Frank Duryea said sternly: “There is no necessity to guess. No friend would drive such a disreputable motor. You are, therefore, a relative. No Duryea ever sported such an out-of-tune, thoroughly raucous, run-down horn. That means it’s a Wiggins, one of my wife’s relatives.”

“Yep,” Gramp Wiggins chuckled, “that’s me... Don’t aim to disturb you folks none. Got my house trailer outside. Going to roll in, but thought I’d have a hot toddy first. Didn’t intend to let you know I was here until morning, but I saw the light in the bedroom and thought you might like a snort.”

“The occasion,” Duryea proclaimed, “calls for stimulant — definitely. Your last visit all but ruined my chances of re-election. Heavens knows what will happen this time.”

“Now you look here, young fellow,” Gramps said. “I’m not going to interfere none this time. I know the way you feel about having me butt in on your office, so you just set your mind easy on that score. I’m pulling out before noon... Just dropped by to say hello... How about it, Frank? You want to join me in a snifter?”

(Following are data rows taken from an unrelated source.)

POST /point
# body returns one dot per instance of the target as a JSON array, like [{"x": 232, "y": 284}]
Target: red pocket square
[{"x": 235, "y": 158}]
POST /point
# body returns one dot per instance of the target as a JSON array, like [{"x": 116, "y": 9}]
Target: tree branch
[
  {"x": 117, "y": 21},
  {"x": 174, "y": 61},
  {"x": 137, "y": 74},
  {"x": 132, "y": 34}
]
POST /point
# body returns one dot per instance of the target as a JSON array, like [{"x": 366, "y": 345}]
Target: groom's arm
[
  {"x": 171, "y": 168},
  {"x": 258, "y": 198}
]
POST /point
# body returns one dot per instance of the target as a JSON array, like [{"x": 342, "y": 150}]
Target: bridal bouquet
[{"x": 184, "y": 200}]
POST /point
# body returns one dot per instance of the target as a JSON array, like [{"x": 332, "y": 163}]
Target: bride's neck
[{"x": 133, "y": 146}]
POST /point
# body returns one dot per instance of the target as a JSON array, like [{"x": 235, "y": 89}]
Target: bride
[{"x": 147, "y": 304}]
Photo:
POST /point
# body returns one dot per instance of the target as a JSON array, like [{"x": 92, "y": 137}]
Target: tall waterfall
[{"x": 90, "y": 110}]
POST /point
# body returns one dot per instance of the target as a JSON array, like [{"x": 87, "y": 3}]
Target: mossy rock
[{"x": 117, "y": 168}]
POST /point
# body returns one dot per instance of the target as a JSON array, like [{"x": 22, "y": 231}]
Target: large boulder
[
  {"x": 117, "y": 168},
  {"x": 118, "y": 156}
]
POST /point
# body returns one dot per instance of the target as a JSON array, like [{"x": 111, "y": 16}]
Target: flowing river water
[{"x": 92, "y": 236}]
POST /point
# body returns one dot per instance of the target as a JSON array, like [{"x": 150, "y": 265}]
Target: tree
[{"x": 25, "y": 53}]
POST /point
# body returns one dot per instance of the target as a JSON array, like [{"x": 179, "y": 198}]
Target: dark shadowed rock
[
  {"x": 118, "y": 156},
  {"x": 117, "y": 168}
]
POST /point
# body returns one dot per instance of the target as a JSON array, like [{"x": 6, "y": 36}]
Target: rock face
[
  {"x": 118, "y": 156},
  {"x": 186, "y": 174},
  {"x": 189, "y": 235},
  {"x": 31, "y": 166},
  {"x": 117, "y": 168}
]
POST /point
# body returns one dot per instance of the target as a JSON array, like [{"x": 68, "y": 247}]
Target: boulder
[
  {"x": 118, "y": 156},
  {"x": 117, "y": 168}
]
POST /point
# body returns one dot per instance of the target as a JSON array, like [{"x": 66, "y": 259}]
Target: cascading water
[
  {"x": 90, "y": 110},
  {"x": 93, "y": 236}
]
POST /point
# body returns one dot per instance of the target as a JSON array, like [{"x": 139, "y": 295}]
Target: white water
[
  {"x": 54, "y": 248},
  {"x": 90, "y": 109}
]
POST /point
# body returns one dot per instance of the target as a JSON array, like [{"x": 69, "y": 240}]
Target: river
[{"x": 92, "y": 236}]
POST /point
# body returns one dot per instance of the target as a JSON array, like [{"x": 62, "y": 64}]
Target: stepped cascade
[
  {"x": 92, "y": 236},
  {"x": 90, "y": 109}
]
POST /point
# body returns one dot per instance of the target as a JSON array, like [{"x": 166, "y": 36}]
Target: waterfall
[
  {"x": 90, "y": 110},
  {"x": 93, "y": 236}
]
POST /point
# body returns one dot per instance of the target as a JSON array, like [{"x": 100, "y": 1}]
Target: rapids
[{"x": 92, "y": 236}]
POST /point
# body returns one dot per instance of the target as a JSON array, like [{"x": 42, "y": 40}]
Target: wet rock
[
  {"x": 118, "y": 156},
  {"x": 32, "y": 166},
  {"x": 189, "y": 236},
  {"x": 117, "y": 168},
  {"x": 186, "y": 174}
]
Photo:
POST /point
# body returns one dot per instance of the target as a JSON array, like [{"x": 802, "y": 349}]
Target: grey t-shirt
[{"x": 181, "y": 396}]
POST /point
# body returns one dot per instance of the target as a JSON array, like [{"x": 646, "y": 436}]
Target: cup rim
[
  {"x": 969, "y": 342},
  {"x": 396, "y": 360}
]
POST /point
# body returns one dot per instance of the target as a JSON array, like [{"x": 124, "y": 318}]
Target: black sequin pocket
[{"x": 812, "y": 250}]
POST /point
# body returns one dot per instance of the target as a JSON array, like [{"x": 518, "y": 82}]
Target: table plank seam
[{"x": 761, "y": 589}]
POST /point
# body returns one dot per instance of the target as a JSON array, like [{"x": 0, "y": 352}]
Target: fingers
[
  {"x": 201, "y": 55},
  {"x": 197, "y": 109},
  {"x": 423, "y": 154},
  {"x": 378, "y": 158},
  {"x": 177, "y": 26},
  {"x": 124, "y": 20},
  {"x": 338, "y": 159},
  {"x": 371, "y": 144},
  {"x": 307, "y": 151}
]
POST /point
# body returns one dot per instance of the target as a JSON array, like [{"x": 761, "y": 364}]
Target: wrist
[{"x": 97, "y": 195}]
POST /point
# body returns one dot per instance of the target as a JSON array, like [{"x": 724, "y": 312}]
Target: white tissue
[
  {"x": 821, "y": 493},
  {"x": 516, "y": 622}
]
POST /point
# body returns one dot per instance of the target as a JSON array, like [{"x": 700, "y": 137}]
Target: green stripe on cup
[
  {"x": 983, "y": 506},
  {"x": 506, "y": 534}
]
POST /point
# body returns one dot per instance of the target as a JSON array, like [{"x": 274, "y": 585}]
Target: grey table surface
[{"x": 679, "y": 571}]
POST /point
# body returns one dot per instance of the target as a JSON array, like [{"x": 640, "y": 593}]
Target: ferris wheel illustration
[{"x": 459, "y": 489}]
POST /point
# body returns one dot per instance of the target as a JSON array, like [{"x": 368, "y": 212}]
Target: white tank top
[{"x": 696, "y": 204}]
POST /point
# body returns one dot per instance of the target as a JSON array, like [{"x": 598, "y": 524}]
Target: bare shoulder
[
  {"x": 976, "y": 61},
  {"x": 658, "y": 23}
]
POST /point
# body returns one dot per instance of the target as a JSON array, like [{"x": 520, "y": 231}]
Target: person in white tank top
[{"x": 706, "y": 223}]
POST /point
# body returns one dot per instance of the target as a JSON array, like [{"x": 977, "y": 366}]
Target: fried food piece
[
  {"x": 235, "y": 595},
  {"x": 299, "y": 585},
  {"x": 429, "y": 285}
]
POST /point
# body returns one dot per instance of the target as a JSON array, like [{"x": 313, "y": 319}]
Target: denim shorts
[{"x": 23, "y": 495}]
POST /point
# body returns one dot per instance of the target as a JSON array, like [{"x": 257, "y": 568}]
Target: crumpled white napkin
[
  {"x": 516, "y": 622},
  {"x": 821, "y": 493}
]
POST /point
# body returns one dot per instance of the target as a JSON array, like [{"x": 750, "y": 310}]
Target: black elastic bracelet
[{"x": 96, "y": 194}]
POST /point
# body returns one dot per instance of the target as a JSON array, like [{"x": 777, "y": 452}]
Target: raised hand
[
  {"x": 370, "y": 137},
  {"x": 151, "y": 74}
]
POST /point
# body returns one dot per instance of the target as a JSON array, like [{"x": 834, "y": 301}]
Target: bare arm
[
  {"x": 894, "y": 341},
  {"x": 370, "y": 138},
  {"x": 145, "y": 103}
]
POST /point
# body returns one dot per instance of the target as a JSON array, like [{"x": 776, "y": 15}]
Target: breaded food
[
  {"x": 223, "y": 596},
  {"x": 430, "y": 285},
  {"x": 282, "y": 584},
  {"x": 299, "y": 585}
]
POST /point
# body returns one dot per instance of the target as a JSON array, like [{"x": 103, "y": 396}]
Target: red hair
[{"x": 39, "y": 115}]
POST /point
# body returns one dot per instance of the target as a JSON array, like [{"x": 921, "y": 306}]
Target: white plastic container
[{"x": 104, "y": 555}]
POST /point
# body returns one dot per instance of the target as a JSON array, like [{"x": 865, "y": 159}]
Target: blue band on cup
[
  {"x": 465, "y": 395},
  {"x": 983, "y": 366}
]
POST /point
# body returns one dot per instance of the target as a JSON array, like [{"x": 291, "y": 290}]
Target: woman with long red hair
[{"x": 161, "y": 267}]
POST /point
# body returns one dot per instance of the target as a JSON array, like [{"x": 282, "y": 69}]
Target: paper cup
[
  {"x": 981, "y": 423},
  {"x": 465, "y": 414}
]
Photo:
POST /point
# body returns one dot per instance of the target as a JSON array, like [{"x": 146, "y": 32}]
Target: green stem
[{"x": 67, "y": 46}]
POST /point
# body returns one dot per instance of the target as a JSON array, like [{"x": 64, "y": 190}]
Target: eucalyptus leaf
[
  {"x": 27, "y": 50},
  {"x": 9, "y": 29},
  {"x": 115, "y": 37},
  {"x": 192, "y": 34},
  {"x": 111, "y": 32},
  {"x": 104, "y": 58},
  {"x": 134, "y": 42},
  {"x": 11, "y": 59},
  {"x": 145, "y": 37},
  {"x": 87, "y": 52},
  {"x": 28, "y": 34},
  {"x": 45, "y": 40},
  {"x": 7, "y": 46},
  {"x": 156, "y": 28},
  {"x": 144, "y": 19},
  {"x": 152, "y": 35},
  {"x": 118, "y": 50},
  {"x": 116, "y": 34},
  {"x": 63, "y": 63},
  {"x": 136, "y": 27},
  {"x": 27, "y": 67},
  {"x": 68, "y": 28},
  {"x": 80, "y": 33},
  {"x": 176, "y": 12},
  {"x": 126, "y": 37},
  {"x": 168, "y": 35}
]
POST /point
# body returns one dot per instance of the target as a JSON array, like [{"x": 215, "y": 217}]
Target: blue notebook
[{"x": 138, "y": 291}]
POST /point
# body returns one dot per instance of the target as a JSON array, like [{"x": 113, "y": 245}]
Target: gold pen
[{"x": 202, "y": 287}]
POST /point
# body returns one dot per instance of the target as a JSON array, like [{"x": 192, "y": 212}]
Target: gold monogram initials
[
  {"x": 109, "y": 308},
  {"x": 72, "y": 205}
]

“You’re darned right I want a snifter,” Frank said. “I need it. I had even craved it before I heard your coffee mill. But you should ask Milred first.”

Gramp Wiggins’ voice sounded hurt, and it was impossible for the district attorney to tell whether the old man was stringing him along or whether he really was insulted. “What are you talkin’ about? Ask Milred if she wants a toddy! She’s a Wiggins ain’t she? Nobody ever needs to ask a Wiggins when there’s a hot toddy bein’ brewed. You take the assent of a Wiggins for granted. It’s only these damn Yankees that have to be asked... All right, you folks be out in five minutes, and she’ll be ready.”